After making a full recovery and enrolling in MCC’s END program, Brendan is looking ahead – living and enjoying every moment. He recently got back into rock climbing, which he had to put on hiatus before his surgery. And, around this time, Brendan earnestly wanted to get involved in the epilepsy community and met with a family friend who recommended that he look into the Epilepsy Foundation of Greater Chicago (EFGC). Brendan reached out to the foundation and has since joined EFGC’s Associate Board.
“So I’ve gotten some great experience and met a lot of people through that. Putting on events and fundraisers all over the city to spread awareness, raise money for the cause. And yeah, that’s, that’s been really good so far. Really, kind of what I was looking for from this whole experience. First getting into EEG and END and then joining the committee with the Epilepsy Foundation. Yeah, it’s been it’s been awesome.”

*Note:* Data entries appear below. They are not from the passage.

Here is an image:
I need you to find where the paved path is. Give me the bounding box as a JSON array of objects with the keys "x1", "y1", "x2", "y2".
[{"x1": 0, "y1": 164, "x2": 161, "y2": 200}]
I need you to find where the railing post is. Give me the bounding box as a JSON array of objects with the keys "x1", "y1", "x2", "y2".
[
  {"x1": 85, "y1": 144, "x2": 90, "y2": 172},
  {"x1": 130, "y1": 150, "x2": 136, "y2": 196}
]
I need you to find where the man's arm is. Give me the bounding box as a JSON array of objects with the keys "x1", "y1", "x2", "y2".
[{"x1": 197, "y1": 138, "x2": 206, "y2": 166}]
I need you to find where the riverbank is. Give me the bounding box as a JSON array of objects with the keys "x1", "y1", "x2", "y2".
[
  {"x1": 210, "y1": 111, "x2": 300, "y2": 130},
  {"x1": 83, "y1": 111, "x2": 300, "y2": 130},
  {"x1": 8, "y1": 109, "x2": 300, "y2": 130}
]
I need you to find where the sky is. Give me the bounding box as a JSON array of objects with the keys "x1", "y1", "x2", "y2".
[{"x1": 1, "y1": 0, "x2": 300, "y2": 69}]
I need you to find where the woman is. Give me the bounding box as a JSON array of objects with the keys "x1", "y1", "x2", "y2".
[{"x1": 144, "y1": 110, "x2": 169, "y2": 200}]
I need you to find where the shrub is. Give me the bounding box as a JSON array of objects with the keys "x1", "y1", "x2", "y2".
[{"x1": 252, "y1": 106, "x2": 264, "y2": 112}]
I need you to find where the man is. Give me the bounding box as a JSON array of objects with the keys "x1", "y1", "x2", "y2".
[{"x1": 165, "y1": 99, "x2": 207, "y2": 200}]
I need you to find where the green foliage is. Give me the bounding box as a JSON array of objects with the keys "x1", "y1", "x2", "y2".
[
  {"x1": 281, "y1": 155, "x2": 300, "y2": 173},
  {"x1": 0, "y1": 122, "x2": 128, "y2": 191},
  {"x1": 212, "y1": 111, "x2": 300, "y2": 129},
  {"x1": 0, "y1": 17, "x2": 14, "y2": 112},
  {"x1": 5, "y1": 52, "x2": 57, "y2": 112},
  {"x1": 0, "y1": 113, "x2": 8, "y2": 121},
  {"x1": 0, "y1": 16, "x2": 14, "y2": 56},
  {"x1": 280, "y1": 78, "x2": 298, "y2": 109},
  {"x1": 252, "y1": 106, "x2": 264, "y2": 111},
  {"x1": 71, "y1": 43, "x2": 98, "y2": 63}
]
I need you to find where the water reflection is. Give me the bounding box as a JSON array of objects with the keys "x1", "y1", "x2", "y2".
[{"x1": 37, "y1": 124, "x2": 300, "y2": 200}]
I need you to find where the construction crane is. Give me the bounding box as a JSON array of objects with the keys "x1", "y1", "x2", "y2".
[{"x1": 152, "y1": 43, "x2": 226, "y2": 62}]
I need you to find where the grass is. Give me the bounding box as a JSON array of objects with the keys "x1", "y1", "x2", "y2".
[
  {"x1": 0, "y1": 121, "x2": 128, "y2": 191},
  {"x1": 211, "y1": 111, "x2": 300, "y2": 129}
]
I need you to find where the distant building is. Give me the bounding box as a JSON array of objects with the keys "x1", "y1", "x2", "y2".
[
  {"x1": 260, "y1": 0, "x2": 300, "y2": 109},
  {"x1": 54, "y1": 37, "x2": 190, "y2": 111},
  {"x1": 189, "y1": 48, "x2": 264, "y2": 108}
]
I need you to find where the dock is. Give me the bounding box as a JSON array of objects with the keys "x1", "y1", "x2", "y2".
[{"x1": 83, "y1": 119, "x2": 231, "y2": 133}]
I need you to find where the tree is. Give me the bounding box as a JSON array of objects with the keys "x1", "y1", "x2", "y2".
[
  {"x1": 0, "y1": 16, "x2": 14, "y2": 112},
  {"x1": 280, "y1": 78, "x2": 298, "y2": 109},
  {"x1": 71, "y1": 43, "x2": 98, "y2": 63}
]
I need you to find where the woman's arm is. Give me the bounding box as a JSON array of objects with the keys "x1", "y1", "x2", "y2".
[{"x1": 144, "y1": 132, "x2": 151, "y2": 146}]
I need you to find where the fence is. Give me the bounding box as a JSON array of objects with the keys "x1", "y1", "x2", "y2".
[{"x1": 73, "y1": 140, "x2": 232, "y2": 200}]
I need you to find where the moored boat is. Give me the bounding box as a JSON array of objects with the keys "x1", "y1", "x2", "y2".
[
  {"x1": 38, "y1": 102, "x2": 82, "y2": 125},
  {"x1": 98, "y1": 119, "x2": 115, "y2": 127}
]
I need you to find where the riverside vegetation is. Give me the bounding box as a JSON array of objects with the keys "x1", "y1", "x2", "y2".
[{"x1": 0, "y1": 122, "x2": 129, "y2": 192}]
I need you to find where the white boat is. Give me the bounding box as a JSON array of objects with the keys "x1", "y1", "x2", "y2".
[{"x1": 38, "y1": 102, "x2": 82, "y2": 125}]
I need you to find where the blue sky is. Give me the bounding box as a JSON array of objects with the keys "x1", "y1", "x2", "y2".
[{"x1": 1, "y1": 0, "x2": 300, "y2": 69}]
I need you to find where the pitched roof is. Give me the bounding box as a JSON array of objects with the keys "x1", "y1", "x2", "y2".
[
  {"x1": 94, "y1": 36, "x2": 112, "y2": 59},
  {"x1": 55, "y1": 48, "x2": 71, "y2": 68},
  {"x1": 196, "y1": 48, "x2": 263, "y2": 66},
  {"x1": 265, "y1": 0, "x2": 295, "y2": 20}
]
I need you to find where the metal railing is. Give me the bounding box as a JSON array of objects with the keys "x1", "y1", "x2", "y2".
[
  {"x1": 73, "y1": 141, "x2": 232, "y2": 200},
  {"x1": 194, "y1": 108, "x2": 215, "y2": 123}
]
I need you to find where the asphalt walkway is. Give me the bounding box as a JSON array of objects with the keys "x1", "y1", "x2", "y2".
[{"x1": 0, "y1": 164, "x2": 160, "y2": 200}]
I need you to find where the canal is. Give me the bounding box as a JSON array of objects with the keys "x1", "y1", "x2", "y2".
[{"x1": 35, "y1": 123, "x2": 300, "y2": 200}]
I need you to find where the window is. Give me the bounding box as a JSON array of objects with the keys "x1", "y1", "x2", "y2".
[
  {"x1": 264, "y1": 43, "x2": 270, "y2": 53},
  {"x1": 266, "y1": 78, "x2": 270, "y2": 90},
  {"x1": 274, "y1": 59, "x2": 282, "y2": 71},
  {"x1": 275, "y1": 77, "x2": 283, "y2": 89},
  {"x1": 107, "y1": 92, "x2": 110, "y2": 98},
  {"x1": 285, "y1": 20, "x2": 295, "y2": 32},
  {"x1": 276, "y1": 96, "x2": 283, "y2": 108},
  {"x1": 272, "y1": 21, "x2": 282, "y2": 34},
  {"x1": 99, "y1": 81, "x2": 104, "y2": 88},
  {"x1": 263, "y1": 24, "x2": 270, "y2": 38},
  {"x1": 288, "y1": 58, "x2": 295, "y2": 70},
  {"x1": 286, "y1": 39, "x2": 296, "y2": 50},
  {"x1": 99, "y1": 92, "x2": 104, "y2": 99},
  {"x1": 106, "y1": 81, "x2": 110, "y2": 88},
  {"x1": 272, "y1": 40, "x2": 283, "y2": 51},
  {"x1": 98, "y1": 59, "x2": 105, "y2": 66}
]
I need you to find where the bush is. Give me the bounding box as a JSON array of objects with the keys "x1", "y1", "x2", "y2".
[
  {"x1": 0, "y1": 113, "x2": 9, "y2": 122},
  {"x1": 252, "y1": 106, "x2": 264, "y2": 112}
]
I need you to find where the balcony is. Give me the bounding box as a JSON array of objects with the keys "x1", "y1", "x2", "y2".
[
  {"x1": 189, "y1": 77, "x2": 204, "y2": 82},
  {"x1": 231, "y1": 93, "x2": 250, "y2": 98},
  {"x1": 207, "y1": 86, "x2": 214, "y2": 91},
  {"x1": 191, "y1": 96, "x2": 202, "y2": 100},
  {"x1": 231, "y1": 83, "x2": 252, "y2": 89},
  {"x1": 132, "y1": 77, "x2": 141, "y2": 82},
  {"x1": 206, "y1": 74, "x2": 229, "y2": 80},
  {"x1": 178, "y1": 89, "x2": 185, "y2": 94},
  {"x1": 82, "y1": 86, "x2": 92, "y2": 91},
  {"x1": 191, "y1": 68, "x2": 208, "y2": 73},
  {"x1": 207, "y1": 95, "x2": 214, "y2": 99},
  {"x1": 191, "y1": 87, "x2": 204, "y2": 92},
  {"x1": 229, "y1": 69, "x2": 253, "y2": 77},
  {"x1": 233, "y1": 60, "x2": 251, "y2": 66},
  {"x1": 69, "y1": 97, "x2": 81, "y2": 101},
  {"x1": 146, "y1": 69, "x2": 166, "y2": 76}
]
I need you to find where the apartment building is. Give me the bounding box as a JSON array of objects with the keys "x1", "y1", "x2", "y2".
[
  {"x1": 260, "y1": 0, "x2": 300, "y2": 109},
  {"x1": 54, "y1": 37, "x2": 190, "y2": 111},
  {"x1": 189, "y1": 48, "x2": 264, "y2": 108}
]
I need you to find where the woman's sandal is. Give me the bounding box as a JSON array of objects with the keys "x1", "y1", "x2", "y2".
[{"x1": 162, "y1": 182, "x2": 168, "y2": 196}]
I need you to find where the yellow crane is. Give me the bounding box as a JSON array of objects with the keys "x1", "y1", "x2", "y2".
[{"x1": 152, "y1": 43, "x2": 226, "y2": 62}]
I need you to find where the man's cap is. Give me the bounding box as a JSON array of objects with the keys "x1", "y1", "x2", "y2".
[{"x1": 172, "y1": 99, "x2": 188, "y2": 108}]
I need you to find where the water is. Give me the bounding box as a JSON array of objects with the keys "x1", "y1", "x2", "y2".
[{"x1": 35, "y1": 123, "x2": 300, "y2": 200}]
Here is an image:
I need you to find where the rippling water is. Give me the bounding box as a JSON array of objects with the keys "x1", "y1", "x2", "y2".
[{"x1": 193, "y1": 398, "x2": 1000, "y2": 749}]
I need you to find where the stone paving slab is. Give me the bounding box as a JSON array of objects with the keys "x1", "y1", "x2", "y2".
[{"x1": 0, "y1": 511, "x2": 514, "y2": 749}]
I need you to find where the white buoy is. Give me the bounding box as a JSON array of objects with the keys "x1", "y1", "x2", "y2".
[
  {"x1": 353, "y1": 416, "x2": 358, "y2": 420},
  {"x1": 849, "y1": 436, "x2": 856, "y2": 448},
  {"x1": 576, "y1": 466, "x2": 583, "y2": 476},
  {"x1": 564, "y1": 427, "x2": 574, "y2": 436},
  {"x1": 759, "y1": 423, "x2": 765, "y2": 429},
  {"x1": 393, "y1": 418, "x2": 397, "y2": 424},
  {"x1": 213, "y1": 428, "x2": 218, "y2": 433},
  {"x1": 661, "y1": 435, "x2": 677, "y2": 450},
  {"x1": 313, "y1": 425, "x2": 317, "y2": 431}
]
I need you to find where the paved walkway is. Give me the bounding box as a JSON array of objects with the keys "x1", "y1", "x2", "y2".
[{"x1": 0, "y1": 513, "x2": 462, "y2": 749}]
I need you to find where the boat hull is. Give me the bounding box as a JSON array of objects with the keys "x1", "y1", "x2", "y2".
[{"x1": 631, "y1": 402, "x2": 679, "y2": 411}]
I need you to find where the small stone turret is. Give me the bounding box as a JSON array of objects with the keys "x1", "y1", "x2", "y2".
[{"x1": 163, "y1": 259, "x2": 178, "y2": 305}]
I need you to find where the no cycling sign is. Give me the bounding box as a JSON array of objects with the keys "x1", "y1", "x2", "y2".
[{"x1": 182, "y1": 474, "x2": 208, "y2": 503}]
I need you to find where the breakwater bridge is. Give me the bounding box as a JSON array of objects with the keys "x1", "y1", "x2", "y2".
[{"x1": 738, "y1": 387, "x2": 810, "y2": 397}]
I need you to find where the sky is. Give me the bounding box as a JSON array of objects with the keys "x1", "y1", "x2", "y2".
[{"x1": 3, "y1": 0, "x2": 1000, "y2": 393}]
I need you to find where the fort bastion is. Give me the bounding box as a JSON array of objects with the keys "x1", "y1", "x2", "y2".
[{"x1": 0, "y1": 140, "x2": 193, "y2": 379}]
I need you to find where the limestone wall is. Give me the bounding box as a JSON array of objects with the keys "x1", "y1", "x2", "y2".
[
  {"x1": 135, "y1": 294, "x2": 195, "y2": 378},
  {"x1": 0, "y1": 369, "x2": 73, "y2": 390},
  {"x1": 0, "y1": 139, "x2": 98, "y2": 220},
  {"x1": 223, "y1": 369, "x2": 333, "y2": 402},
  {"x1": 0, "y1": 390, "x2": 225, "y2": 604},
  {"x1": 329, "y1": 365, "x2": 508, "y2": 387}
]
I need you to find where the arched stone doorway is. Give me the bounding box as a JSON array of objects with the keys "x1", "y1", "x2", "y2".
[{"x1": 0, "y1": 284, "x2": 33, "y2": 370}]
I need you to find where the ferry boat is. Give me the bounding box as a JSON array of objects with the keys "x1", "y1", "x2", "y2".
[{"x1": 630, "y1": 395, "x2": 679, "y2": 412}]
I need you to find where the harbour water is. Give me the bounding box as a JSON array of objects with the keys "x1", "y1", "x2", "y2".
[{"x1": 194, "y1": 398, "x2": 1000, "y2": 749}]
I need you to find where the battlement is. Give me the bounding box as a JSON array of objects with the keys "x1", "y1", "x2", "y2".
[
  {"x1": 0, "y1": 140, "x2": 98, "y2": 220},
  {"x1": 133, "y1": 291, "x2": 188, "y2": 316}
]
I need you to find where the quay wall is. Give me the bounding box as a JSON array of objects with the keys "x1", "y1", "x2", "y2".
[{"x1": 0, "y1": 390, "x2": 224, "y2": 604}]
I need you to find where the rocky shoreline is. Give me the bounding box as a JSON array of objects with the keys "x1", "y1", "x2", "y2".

The 32-year-old future EEG Tech is now finishing up his clinical rotation at Northwestern Hospital. When reflecting on how his epilepsy diagnosis has changed his life, he revealed how important it is to keep things in perspective.
“It could be people a lot better off than you, a lot worse off than you. And I just tried to not let it control my life even though there are certainly times when it does, and I don’t have much of a choice about it. But just kind of roll with the punches a little bit, get back up, keep fighting, just knowing that there are so many other people out there going through that same experience. Not to take away, everyone’s in a unique scenario for sure. But, you know, there’s definitely hope, I would say.”